The “fruit of the poisonous tree” doctrine, as part of the exclusionary rule, was first discussed by the United States Supreme Court in Silverthorne Lumber Co. v. U. S. (1920), 251 U.S. 385, 40 S.Ct. 182, 64 L.Ed. 319. It forbids the use of evidence which comes to light as a result of the exploitation of an initial illegal act of the police. Silverthorne, supra, 251 U.S. at 392, 40 S.Ct. at 183, 64 L.Ed. at 321. But in Silverthorne and in later cases, the Court made it clear that all evidence obtained as the result of an initial illegality does not become forever unavailable or inaccessible. Certain conditions can purge the evidence of its “primary taint.” The Supreme Court said in Wong Sun v.
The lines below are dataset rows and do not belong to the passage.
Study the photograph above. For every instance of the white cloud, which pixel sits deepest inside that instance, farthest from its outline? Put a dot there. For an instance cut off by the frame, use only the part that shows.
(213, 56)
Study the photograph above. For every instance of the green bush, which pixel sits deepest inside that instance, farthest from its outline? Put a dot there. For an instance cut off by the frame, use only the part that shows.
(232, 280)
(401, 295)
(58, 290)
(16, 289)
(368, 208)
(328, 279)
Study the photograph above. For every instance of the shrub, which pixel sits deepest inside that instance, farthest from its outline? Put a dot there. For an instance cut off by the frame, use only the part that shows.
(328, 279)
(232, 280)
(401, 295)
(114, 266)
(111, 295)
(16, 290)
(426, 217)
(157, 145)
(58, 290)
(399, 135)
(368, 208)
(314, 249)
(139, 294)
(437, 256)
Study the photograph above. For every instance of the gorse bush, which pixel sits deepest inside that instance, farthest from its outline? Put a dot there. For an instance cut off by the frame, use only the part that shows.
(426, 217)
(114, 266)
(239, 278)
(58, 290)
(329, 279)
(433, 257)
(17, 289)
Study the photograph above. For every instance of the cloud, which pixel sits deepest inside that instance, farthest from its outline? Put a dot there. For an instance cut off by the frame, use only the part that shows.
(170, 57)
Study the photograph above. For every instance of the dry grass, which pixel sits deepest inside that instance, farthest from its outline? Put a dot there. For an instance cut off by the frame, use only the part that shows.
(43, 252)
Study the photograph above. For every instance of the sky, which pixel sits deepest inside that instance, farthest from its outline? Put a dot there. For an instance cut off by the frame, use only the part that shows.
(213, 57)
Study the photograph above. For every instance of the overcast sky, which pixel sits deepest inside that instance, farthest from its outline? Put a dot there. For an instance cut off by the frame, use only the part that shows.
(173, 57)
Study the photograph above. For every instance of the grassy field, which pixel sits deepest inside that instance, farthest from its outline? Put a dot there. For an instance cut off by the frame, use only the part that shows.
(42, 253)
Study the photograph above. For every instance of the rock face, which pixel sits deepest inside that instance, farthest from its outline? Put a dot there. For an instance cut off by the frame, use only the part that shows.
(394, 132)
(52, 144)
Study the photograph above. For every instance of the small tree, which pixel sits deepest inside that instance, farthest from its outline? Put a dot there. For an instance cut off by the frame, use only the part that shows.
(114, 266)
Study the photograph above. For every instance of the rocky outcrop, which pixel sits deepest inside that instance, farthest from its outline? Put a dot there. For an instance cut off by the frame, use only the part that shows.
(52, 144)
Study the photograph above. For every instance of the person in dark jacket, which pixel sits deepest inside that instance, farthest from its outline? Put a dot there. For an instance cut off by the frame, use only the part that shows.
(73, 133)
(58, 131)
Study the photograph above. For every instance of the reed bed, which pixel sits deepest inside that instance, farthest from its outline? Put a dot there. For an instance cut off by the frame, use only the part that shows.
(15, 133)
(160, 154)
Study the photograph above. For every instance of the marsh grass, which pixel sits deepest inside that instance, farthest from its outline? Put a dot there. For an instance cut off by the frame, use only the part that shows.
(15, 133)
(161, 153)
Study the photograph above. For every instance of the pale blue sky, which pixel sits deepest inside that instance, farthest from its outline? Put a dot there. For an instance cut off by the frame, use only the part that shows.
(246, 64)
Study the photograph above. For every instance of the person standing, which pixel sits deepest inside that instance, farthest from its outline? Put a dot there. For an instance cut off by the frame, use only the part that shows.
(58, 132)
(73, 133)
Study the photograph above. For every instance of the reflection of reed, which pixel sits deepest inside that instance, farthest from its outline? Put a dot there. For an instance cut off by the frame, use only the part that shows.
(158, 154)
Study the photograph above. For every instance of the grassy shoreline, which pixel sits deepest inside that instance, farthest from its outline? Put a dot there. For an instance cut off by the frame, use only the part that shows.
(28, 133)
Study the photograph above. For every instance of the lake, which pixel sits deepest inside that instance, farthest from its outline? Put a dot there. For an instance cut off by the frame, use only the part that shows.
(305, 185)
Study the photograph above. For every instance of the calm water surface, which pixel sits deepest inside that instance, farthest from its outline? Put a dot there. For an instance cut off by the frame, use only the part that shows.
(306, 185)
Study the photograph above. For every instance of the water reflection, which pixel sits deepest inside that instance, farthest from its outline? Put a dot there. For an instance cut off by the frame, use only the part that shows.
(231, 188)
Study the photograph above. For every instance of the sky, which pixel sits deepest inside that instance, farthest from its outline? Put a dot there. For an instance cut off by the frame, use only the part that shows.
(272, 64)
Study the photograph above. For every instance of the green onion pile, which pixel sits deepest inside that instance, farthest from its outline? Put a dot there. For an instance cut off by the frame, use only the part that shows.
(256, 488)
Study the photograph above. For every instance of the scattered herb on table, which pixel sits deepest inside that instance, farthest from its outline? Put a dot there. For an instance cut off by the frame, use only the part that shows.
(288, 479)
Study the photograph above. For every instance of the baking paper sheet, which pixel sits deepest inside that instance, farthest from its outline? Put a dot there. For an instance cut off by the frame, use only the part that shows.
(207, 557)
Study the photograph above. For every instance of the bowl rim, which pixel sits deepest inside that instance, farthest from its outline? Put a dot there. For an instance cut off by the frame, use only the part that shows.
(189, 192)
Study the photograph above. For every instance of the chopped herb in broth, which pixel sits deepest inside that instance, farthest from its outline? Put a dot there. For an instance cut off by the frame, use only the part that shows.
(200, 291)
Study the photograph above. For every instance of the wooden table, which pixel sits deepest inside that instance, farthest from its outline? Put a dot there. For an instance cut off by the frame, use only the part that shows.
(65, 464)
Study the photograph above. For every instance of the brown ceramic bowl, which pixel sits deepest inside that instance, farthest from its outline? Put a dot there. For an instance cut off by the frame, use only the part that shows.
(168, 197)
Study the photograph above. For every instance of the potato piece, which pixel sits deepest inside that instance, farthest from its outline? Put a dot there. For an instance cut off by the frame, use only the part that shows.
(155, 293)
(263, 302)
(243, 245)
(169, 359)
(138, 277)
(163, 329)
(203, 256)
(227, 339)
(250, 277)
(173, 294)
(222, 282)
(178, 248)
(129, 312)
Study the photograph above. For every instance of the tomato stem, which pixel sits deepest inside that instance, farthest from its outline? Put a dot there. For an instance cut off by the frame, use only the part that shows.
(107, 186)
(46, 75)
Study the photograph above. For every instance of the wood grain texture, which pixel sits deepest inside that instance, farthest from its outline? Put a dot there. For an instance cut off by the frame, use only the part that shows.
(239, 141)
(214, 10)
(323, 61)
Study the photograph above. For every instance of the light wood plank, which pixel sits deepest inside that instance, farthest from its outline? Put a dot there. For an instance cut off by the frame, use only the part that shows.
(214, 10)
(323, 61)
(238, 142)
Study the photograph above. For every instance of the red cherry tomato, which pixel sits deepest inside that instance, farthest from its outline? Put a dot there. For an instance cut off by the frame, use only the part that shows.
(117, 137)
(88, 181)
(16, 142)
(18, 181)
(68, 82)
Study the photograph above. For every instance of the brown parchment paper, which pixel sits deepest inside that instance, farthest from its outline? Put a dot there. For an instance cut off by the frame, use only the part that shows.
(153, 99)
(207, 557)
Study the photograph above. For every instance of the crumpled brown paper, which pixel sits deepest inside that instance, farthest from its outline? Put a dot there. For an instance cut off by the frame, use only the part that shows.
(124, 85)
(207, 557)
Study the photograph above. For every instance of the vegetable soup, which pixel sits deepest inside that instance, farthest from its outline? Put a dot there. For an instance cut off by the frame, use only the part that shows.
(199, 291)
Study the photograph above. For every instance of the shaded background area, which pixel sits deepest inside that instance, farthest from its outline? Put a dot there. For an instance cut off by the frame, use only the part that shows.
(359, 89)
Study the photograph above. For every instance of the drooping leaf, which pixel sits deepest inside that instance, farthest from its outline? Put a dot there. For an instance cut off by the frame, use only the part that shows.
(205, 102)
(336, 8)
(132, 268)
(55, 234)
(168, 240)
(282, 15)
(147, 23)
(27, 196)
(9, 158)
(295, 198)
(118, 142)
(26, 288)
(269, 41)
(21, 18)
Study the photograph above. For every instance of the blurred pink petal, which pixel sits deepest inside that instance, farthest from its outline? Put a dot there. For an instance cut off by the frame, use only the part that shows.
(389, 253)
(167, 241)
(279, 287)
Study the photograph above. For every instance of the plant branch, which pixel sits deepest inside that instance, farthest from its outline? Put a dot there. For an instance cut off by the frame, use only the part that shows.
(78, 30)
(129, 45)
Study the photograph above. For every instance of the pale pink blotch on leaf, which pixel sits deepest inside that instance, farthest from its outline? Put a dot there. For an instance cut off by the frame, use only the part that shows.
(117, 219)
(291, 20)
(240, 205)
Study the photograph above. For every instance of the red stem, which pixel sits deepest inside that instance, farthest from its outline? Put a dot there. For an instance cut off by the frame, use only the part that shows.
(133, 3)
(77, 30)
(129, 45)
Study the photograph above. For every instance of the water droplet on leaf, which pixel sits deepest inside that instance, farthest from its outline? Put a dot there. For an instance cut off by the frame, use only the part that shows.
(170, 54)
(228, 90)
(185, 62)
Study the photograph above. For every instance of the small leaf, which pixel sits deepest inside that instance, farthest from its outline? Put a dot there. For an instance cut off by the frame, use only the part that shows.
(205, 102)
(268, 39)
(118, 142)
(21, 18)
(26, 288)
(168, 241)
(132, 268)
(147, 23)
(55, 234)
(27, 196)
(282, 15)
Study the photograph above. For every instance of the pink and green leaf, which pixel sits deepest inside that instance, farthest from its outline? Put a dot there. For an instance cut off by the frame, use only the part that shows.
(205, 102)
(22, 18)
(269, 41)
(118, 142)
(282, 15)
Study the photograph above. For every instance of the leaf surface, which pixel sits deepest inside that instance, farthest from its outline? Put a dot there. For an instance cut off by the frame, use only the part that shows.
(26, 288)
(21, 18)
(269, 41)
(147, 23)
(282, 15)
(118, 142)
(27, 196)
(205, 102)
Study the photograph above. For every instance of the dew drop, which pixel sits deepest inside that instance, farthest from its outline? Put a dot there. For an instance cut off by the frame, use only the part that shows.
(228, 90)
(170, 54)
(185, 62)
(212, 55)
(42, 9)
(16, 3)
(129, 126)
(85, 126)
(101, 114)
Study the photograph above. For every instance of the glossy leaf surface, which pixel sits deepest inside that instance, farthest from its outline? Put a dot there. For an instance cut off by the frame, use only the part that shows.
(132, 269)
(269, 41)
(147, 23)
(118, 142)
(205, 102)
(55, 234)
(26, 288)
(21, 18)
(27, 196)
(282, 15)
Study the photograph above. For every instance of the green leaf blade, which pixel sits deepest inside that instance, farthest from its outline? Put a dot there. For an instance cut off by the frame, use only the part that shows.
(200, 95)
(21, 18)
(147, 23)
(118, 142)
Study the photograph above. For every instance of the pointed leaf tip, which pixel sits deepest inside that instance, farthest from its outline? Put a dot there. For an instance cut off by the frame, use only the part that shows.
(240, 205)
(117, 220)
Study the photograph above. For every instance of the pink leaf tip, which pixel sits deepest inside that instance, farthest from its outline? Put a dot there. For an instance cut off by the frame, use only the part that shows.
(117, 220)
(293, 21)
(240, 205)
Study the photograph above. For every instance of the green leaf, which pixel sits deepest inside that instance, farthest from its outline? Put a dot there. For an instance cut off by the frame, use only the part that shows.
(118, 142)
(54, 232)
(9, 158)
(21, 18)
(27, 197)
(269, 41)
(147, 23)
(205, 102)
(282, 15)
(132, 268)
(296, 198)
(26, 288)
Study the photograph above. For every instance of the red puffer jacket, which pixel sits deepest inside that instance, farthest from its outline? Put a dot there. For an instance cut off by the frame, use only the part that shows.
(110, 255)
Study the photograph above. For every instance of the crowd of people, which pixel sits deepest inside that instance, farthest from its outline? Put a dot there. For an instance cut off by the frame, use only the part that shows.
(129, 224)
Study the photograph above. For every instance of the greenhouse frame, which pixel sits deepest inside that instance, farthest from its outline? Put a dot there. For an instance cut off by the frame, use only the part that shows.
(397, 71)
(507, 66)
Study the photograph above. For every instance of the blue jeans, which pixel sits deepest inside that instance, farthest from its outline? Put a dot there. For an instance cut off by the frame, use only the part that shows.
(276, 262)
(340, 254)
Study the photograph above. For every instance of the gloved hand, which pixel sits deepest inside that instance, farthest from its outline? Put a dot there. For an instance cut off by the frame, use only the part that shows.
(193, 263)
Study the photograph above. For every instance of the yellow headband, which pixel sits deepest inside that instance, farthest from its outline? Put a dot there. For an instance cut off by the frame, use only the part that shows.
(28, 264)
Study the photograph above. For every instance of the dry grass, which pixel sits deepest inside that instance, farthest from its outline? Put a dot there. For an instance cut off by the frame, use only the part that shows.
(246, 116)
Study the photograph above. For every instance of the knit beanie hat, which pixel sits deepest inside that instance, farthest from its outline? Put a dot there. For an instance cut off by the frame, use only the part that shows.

United States (1963), 371 U.S. 471, 83 S.Ct. 407, 9 L.Ed.2d 441:

“We need not hold that all evidence is ‘fruit of the poisonous tree’ simply because it would not have come to light but for the illegal actions of the police. Rather, the more apt question in such a case is ‘whether, granting establishment of the primary illegality, the evidence to which instant objection is made has been come at by exploitation of that illegality or instead by means sufficiently distinguishable to be purged of the primary taint.’ ”

371 U.S. at 488, 83 S.Ct. at 417, 9 L.Ed.2d at 455.